8. Evaluate the adequacy and availability of student support in the following areas: MS 26-30

a. Personal counseling and mental health services, including their confidentiality and accessibility.

b. Preventive and therapeutic health services, including immunizations and health and disability insurance.

c. Education of students about bodily fluid exposure, needlestick policies, and other infectious and environmental hazards associated with learning in a patient care setting.

C. The Learning Environment MS 31-37

9. How effective are the medical education program and its clinical partners in ensuring an appropriate learning environment for medical students?
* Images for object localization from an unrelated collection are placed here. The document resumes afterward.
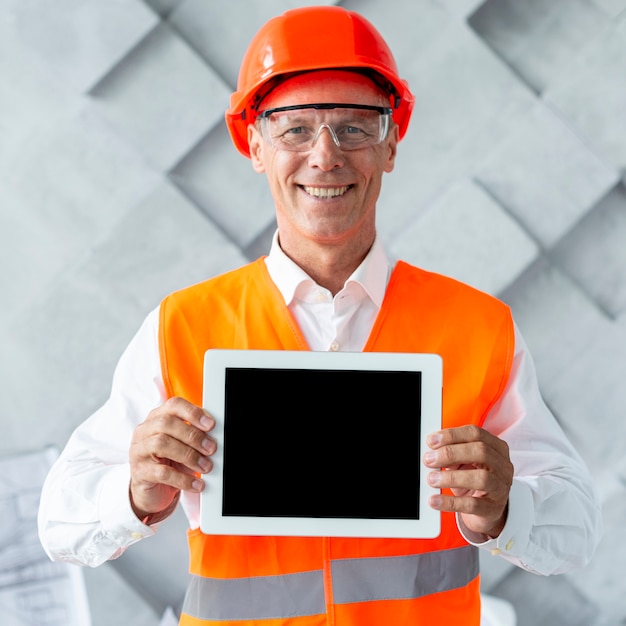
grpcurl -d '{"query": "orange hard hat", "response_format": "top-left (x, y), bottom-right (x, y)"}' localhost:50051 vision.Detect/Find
top-left (225, 5), bottom-right (415, 158)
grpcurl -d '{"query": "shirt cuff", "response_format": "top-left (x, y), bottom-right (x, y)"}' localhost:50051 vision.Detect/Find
top-left (457, 478), bottom-right (534, 560)
top-left (99, 464), bottom-right (156, 545)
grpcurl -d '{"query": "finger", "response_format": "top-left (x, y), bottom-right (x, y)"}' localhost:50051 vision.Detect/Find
top-left (150, 396), bottom-right (216, 433)
top-left (427, 467), bottom-right (507, 497)
top-left (424, 440), bottom-right (493, 469)
top-left (135, 398), bottom-right (218, 461)
top-left (141, 412), bottom-right (217, 458)
top-left (424, 446), bottom-right (513, 499)
top-left (133, 459), bottom-right (206, 493)
top-left (424, 429), bottom-right (510, 469)
top-left (429, 491), bottom-right (509, 537)
top-left (428, 492), bottom-right (499, 518)
top-left (427, 425), bottom-right (509, 458)
top-left (132, 432), bottom-right (214, 476)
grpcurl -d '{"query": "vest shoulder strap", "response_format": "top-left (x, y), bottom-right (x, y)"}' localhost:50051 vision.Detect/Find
top-left (159, 259), bottom-right (308, 403)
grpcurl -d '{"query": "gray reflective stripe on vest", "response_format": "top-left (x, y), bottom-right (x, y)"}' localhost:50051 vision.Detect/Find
top-left (182, 569), bottom-right (326, 621)
top-left (332, 545), bottom-right (479, 604)
top-left (182, 545), bottom-right (478, 620)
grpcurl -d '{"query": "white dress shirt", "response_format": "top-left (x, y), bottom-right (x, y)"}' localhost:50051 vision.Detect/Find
top-left (38, 234), bottom-right (602, 576)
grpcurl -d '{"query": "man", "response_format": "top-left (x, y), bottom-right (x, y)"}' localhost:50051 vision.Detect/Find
top-left (39, 6), bottom-right (601, 625)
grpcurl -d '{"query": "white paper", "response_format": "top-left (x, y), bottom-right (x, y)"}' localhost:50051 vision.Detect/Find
top-left (0, 447), bottom-right (91, 626)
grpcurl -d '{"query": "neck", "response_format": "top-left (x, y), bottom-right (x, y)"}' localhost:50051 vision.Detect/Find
top-left (278, 233), bottom-right (374, 296)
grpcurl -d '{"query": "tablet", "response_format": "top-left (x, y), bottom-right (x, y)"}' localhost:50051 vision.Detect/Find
top-left (201, 349), bottom-right (442, 539)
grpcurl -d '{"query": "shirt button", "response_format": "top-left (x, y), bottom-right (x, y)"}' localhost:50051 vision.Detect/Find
top-left (505, 539), bottom-right (514, 551)
top-left (329, 342), bottom-right (340, 352)
top-left (131, 532), bottom-right (143, 540)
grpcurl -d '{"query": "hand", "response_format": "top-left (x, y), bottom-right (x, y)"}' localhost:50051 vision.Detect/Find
top-left (423, 425), bottom-right (513, 538)
top-left (129, 397), bottom-right (216, 522)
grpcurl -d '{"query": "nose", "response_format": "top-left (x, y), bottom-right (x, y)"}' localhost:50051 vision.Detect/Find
top-left (311, 123), bottom-right (341, 149)
top-left (307, 124), bottom-right (344, 170)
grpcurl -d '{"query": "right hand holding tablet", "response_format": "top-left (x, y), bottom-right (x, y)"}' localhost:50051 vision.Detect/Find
top-left (129, 396), bottom-right (216, 523)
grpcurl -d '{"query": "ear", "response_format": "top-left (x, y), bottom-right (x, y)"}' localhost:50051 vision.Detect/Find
top-left (384, 124), bottom-right (399, 173)
top-left (248, 124), bottom-right (266, 173)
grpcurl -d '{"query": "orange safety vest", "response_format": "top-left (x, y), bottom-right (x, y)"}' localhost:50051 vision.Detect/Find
top-left (159, 258), bottom-right (514, 626)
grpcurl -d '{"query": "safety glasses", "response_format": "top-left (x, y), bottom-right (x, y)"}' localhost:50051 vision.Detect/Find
top-left (257, 103), bottom-right (392, 152)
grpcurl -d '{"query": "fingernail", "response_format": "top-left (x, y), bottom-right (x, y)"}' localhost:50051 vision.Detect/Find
top-left (428, 471), bottom-right (441, 487)
top-left (192, 479), bottom-right (205, 492)
top-left (198, 456), bottom-right (211, 472)
top-left (430, 495), bottom-right (442, 509)
top-left (424, 451), bottom-right (437, 465)
top-left (200, 414), bottom-right (212, 429)
top-left (428, 433), bottom-right (442, 447)
top-left (201, 437), bottom-right (214, 453)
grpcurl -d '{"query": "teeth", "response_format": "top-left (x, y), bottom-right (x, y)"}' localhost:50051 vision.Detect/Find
top-left (303, 185), bottom-right (350, 198)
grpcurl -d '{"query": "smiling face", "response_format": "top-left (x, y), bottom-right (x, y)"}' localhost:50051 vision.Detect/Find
top-left (248, 70), bottom-right (398, 262)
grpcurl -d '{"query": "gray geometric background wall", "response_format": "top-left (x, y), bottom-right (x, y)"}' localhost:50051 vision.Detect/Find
top-left (1, 1), bottom-right (625, 625)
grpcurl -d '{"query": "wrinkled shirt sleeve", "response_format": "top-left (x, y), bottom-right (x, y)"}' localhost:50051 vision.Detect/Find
top-left (38, 308), bottom-right (166, 567)
top-left (457, 323), bottom-right (602, 575)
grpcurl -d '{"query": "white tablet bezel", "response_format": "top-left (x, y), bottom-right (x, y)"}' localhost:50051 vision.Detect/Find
top-left (201, 349), bottom-right (442, 539)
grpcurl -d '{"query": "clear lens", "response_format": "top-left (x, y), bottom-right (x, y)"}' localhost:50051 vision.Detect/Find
top-left (259, 104), bottom-right (392, 152)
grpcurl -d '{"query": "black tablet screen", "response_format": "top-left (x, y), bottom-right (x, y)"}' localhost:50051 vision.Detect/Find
top-left (222, 367), bottom-right (422, 520)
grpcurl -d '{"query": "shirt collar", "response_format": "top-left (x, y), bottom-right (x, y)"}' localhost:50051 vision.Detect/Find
top-left (265, 230), bottom-right (392, 308)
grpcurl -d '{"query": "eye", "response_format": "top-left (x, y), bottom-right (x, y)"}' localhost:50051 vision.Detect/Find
top-left (345, 126), bottom-right (366, 135)
top-left (284, 126), bottom-right (306, 136)
top-left (337, 125), bottom-right (370, 139)
top-left (276, 125), bottom-right (315, 142)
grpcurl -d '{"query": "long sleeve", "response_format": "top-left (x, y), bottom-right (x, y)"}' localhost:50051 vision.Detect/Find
top-left (38, 308), bottom-right (167, 567)
top-left (458, 324), bottom-right (603, 575)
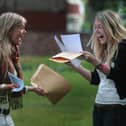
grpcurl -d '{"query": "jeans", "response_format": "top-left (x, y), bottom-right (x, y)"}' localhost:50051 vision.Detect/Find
top-left (93, 105), bottom-right (126, 126)
top-left (0, 114), bottom-right (15, 126)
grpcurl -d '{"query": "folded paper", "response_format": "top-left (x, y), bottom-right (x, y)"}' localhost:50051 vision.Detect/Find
top-left (31, 64), bottom-right (71, 104)
top-left (8, 72), bottom-right (24, 92)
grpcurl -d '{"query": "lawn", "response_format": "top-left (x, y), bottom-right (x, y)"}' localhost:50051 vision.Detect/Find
top-left (11, 56), bottom-right (97, 126)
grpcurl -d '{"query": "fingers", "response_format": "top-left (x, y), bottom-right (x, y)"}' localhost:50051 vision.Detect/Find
top-left (82, 51), bottom-right (91, 60)
top-left (33, 86), bottom-right (48, 96)
top-left (82, 51), bottom-right (98, 65)
top-left (84, 53), bottom-right (90, 60)
top-left (11, 83), bottom-right (19, 89)
top-left (82, 52), bottom-right (101, 66)
top-left (6, 83), bottom-right (19, 90)
top-left (36, 88), bottom-right (46, 95)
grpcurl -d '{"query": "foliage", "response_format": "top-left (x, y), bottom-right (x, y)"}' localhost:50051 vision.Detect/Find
top-left (88, 0), bottom-right (124, 11)
top-left (118, 2), bottom-right (126, 26)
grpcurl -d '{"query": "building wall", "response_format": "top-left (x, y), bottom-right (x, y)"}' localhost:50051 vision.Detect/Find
top-left (0, 0), bottom-right (89, 55)
top-left (0, 0), bottom-right (65, 12)
top-left (20, 31), bottom-right (91, 56)
top-left (19, 11), bottom-right (66, 31)
top-left (0, 0), bottom-right (86, 32)
top-left (0, 0), bottom-right (66, 31)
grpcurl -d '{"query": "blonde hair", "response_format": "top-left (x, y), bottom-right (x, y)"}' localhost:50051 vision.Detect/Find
top-left (88, 10), bottom-right (126, 64)
top-left (0, 12), bottom-right (27, 76)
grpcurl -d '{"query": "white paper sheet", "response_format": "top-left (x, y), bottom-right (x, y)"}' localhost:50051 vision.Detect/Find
top-left (61, 34), bottom-right (83, 53)
top-left (54, 34), bottom-right (83, 67)
top-left (54, 35), bottom-right (66, 51)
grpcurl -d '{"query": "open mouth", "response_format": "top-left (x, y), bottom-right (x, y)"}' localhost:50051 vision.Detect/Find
top-left (99, 35), bottom-right (104, 39)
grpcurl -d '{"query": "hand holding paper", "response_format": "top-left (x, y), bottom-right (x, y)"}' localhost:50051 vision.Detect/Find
top-left (50, 34), bottom-right (83, 66)
top-left (8, 72), bottom-right (24, 92)
top-left (31, 64), bottom-right (71, 104)
top-left (31, 85), bottom-right (48, 96)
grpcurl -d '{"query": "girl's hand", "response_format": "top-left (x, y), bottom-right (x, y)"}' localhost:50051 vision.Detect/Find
top-left (0, 83), bottom-right (19, 90)
top-left (30, 85), bottom-right (48, 96)
top-left (82, 51), bottom-right (101, 66)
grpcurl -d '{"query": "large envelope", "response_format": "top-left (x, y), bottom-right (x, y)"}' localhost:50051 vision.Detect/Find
top-left (31, 64), bottom-right (72, 104)
top-left (49, 51), bottom-right (83, 63)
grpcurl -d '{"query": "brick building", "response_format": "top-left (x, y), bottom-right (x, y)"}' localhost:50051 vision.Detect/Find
top-left (0, 0), bottom-right (90, 55)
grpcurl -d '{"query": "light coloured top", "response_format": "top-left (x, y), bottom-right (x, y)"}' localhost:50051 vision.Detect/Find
top-left (95, 70), bottom-right (126, 105)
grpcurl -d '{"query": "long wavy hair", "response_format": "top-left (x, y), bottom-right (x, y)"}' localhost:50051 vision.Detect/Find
top-left (88, 10), bottom-right (126, 64)
top-left (0, 12), bottom-right (27, 78)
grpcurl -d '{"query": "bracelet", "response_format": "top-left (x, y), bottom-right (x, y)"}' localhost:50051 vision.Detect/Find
top-left (0, 84), bottom-right (6, 89)
top-left (96, 63), bottom-right (109, 72)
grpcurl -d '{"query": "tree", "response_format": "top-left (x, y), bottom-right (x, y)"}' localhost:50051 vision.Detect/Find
top-left (88, 0), bottom-right (123, 11)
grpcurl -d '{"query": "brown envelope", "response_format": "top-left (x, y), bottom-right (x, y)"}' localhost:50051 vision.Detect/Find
top-left (31, 64), bottom-right (72, 104)
top-left (49, 51), bottom-right (83, 63)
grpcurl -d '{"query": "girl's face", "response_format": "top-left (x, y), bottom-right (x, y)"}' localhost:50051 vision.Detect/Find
top-left (94, 18), bottom-right (107, 45)
top-left (9, 22), bottom-right (27, 46)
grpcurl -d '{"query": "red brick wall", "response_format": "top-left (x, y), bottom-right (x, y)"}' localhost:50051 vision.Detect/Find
top-left (18, 11), bottom-right (66, 31)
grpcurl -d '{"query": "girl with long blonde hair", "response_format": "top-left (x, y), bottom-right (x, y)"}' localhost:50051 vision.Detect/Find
top-left (0, 12), bottom-right (46, 126)
top-left (67, 10), bottom-right (126, 126)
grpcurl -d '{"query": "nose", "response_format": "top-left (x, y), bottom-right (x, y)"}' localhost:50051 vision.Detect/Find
top-left (22, 29), bottom-right (27, 35)
top-left (24, 29), bottom-right (27, 34)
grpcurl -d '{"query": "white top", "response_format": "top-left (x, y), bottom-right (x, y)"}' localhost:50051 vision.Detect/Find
top-left (95, 70), bottom-right (126, 105)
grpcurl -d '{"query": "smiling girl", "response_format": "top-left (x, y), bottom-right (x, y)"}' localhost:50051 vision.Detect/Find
top-left (0, 12), bottom-right (47, 126)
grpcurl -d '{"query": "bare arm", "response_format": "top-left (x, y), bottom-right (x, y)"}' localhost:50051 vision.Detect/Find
top-left (25, 85), bottom-right (47, 96)
top-left (68, 63), bottom-right (92, 82)
top-left (0, 83), bottom-right (19, 90)
top-left (66, 50), bottom-right (110, 83)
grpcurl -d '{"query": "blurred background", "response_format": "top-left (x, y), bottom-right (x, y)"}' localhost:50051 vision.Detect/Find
top-left (0, 0), bottom-right (126, 56)
top-left (0, 1), bottom-right (126, 126)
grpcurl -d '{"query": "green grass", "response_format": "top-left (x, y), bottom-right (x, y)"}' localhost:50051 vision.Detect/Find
top-left (11, 56), bottom-right (97, 126)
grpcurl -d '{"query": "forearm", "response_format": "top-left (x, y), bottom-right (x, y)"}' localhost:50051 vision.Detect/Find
top-left (25, 85), bottom-right (47, 96)
top-left (0, 83), bottom-right (19, 90)
top-left (70, 64), bottom-right (92, 82)
top-left (25, 86), bottom-right (35, 92)
top-left (0, 84), bottom-right (6, 90)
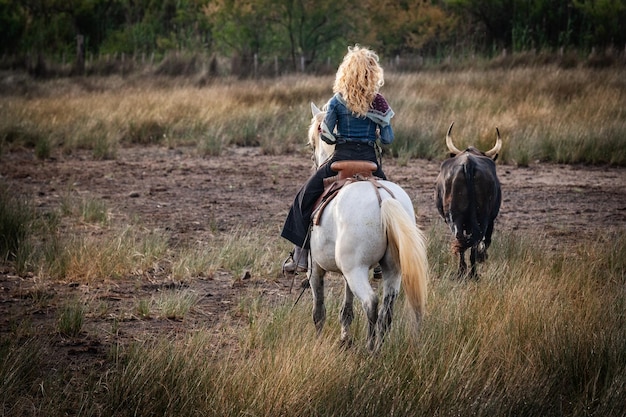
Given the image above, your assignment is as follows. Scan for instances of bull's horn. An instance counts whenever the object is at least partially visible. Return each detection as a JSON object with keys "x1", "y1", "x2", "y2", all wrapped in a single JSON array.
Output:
[
  {"x1": 311, "y1": 102, "x2": 322, "y2": 117},
  {"x1": 485, "y1": 127, "x2": 502, "y2": 157},
  {"x1": 446, "y1": 122, "x2": 463, "y2": 155}
]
Summarize successes and challenges in evaluating the learning environment to support positive and mitigate negative influences on students’ acquisition of defined professional attributes.

10. Citing data from the independent student analysis and the AAMC Medical School Graduation Questionnaire/AFMC Graduation Questionnaire, comment on the effectiveness of school policies for addressing allegations of student mistreatment and for educating the academic community about acceptable standards of conduct in the teacher-learner relationship.

11. Evaluate the familiarity of students and course and clerkship directors with the school’s standards and policies for student advancement, graduation, disciplinary action, appeal, and dismissal. Review the adequacy of systems for providing students with access to their records and ensuring the confidentiality of student records.

12. Assess the adequacy and quality of student study space, lounge and relaxation areas, and personal storage facilities at all educational sites. Do available resources for study contribute to an environment conducive to learning?